One of my political beliefs is that it's never too early to think about the general election. We should be imagining a match-up between the front-runners at the very least, and it could end up being a choice between the first woman President, Hillary Clinton, and a new record-holder for bad treatment of women, Donald Trump. Here's a Nation Journal article running off a list of evidence for my claim that Trump might hold such a record, but don't worry if you don't have time to read it. There will be many more if Trump is the nominee. And if he isn't? Good; people of both genders will be able to forget this ever happened. And we'll all be spared the tawdry particulars of a press frenzy which will make Bill Clinton look like a piker in comparison. Excerpt:

The trove of in­cen­di­ary and of­fens­ive things Trump has said about wo­men dur­ing his dec­ades in pub­lic life is seem­ingly end­less. He’s dis­paraged wo­men for their looks, ranked which fe­male pub­lic fig­ures he’d sleep with on The Howard Stern Show, and once said in an in­ter­view with Es­quire, “You know, it doesn’t really mat­ter what [the me­dia] write as long as you’ve got a young and beau­ti­ful piece of ass.” In 2011, Trump called a fe­male at­tor­ney—a new mom—who took a break dur­ing a de­pos­ition to use a breast pump “dis­gust­ing.”

The con­sequences are evid­ent in Re­pub­lic­an primary exit polling and na­tion­al opin­ion polls, in­clud­ing a Feb­ru­ary CNN/ORC poll that found just 29 per­cent of re­gistered wo­men voters had a fa­vor­able opin­ion of Trump, while a whop­ping 68 per­cent viewed him un­fa­vor­ably.

By com­par­is­on, CNN’s fi­nal na­tion­al poll be­fore the Novem­ber 2012 pres­id­en­tial elec­tion found wo­men evenly split in their opin­ion of Mitt Rom­ney: 47 per­cent of likely wo­men voters viewed him fa­vor­ably, and 49 per­cent viewed him un­fa­vor­ably. Rom­ney ul­ti­mately lost wo­men by 10 points na­tion­ally to Pres­id­ent Obama, and lost them by an even wider mar­gin in a hand­ful of swing states.

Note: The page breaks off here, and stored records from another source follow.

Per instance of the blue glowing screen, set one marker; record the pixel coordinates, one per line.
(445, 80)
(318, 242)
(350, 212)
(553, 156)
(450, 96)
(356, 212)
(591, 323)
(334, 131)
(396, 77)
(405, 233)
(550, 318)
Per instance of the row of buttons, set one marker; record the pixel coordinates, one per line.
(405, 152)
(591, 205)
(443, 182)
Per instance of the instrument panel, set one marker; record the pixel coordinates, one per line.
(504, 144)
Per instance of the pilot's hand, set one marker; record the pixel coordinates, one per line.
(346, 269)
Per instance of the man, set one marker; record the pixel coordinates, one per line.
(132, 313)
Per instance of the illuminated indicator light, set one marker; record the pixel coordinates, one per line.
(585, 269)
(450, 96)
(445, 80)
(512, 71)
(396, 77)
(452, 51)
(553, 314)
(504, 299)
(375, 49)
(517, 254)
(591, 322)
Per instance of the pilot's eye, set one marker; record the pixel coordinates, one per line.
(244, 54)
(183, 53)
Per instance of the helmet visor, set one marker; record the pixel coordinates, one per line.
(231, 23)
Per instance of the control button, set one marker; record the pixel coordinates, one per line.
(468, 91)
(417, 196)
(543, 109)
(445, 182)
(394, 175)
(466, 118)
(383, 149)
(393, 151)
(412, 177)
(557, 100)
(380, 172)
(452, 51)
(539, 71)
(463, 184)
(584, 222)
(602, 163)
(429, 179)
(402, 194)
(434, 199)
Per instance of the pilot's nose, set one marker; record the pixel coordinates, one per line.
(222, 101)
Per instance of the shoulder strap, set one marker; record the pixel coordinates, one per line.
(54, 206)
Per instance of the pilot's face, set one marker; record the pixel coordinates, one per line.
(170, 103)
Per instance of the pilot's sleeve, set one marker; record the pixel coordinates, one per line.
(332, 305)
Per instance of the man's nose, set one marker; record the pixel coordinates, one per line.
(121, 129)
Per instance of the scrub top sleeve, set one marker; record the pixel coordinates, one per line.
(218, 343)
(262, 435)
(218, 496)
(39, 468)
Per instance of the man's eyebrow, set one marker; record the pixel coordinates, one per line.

It probably is a waste of time to relate these truths to some Trump supporters, but not all. I'm of the opinion that many of these people are truly good people who are just misguided followers of a raving strong man with a large ego and harem who has started a cult based on fear and bullying. I mean... we know plenty of good Muslims, do we not?

2 comments:

  1. I think it's important to speak personally with those truly good people we know who are Trump followers. Based on the ones I know, they tend to shrink from Trump in political conversations with non-Trumpers -- it seems hard for them to look you in the eye and make the case for Trump.

    So I have the sense that supporting Trump is the kind of thing one does when alone (e.g., pissed off when at the keyboard) or with other Trumpkins. It's a little bit culty almost. Maybe that's why Trump hasn't done well in the caucuses so far.

    ReplyDelete
  2. There's no question that polling this political cycle is riddled through with preference falsification, as Hillary found out in Michigan. So people who poll that they're for Trump may actually be against him and vice versa. The latest unfavorables for Trump I found were at 67%.

    But personally, I find it hard to square being a constitutionalist with anything other than the belief that the peoples' ultimate choice not only is right for a constitutional republic America but in fact defines that constitutional republic America.

    Anything else is simply a subliminal wish for kings. Our founders also understood that those ultimately defining choosers would routinely make better and worse choices, hence the reason for divided government and gridlock built in as a feature rather than as a bug in order to allow the worse choices not not only be contained but countervailed against.

    I think I've probably made a comment like this one several times already, but under our system we always deserve what we get, good and hard.